The project, The Camera is God, saw Trent Parke shooting on an Adelaide pedestrian crossing, at the same time of day, every day, for nearly a year, capturing pedestrians waiting for the lights to change, bustling and jostling, yawning, fighting, shouting. Parke used a shutter release firing constantly at a rapid rate, removing control of the images made from his hands, and in so doing mimicking the omniscience of CCTV cameras around the world: “I didn’t try to control who my camera captured, but let life and chance decide.

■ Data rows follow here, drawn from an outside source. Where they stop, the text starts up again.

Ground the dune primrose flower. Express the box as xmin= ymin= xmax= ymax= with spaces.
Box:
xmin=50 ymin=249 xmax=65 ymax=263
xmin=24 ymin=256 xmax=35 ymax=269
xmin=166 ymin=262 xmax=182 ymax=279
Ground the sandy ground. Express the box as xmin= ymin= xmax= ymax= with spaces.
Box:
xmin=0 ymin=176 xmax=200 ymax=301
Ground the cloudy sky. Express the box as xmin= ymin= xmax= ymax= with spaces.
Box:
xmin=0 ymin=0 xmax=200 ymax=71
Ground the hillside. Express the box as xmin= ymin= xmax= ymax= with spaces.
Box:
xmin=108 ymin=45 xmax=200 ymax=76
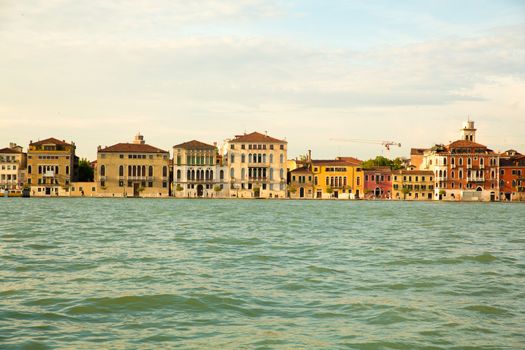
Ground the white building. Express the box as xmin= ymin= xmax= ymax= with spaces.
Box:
xmin=0 ymin=143 xmax=27 ymax=190
xmin=172 ymin=140 xmax=229 ymax=198
xmin=224 ymin=132 xmax=288 ymax=198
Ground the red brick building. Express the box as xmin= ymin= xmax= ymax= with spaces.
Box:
xmin=499 ymin=150 xmax=525 ymax=201
xmin=364 ymin=166 xmax=392 ymax=199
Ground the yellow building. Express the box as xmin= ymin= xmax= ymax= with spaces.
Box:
xmin=311 ymin=157 xmax=364 ymax=199
xmin=27 ymin=138 xmax=78 ymax=197
xmin=96 ymin=134 xmax=170 ymax=197
xmin=392 ymin=169 xmax=434 ymax=200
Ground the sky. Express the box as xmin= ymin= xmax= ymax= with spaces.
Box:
xmin=0 ymin=0 xmax=525 ymax=159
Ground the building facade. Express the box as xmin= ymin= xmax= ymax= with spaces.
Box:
xmin=27 ymin=138 xmax=78 ymax=197
xmin=0 ymin=143 xmax=27 ymax=190
xmin=288 ymin=164 xmax=315 ymax=199
xmin=392 ymin=169 xmax=434 ymax=200
xmin=499 ymin=150 xmax=525 ymax=201
xmin=223 ymin=132 xmax=288 ymax=198
xmin=173 ymin=140 xmax=229 ymax=198
xmin=364 ymin=166 xmax=392 ymax=199
xmin=410 ymin=120 xmax=499 ymax=201
xmin=95 ymin=134 xmax=170 ymax=197
xmin=311 ymin=157 xmax=364 ymax=199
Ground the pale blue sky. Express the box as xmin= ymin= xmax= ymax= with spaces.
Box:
xmin=0 ymin=0 xmax=525 ymax=159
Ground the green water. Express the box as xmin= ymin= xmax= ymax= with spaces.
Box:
xmin=0 ymin=198 xmax=525 ymax=349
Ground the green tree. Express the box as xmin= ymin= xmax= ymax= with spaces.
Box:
xmin=78 ymin=158 xmax=94 ymax=182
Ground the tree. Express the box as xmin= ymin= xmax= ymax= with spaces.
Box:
xmin=78 ymin=158 xmax=94 ymax=182
xmin=362 ymin=156 xmax=405 ymax=170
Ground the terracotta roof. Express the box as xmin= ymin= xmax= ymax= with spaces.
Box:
xmin=29 ymin=137 xmax=72 ymax=146
xmin=312 ymin=159 xmax=355 ymax=166
xmin=410 ymin=148 xmax=427 ymax=156
xmin=337 ymin=157 xmax=363 ymax=165
xmin=0 ymin=147 xmax=23 ymax=154
xmin=173 ymin=140 xmax=217 ymax=150
xmin=98 ymin=143 xmax=168 ymax=153
xmin=290 ymin=166 xmax=312 ymax=173
xmin=447 ymin=140 xmax=487 ymax=148
xmin=230 ymin=131 xmax=287 ymax=143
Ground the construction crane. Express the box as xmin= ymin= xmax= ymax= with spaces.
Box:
xmin=330 ymin=139 xmax=401 ymax=151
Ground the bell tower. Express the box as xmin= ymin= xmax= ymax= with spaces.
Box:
xmin=461 ymin=118 xmax=477 ymax=142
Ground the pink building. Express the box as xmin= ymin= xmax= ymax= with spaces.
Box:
xmin=364 ymin=166 xmax=392 ymax=199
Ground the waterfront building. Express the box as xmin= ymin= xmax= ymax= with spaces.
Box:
xmin=311 ymin=157 xmax=364 ymax=199
xmin=392 ymin=167 xmax=434 ymax=200
xmin=364 ymin=166 xmax=392 ymax=199
xmin=223 ymin=132 xmax=288 ymax=198
xmin=95 ymin=134 xmax=170 ymax=197
xmin=0 ymin=143 xmax=27 ymax=190
xmin=173 ymin=140 xmax=229 ymax=198
xmin=412 ymin=120 xmax=499 ymax=201
xmin=27 ymin=137 xmax=78 ymax=197
xmin=69 ymin=181 xmax=98 ymax=197
xmin=499 ymin=150 xmax=525 ymax=201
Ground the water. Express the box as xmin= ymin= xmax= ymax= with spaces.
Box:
xmin=0 ymin=198 xmax=525 ymax=349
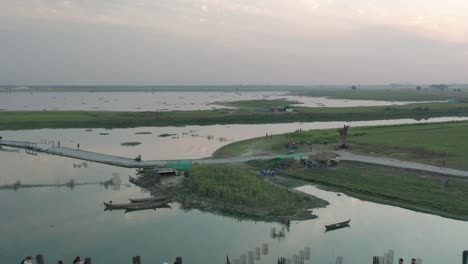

There are security cameras all over cities now, doing the same thing, watching daily life happen in front of them.”
The final images were created by cropping in on his photographs: “I zeroed-in on particular faces from the crowd, captured on the 35mm film and enlarged them.” The faces and forms in Parke’s final images vary in their clarity – some are ghostlike, ephemeral while others are rendered recognizable by merely stepping away from the image, some which at first seem almost in focus, “evaporate into a pattern of grain close up” Parke explains.
The role of the film’s grain was key for the photographer, “It was like putting people under a microscope and seeing them at the level of particles and matter. People looked familiar even though they were anonymous, like when you have a dream about someone and you wake up you try to remember them and you can’t grasp that hard outline of a person’s face.”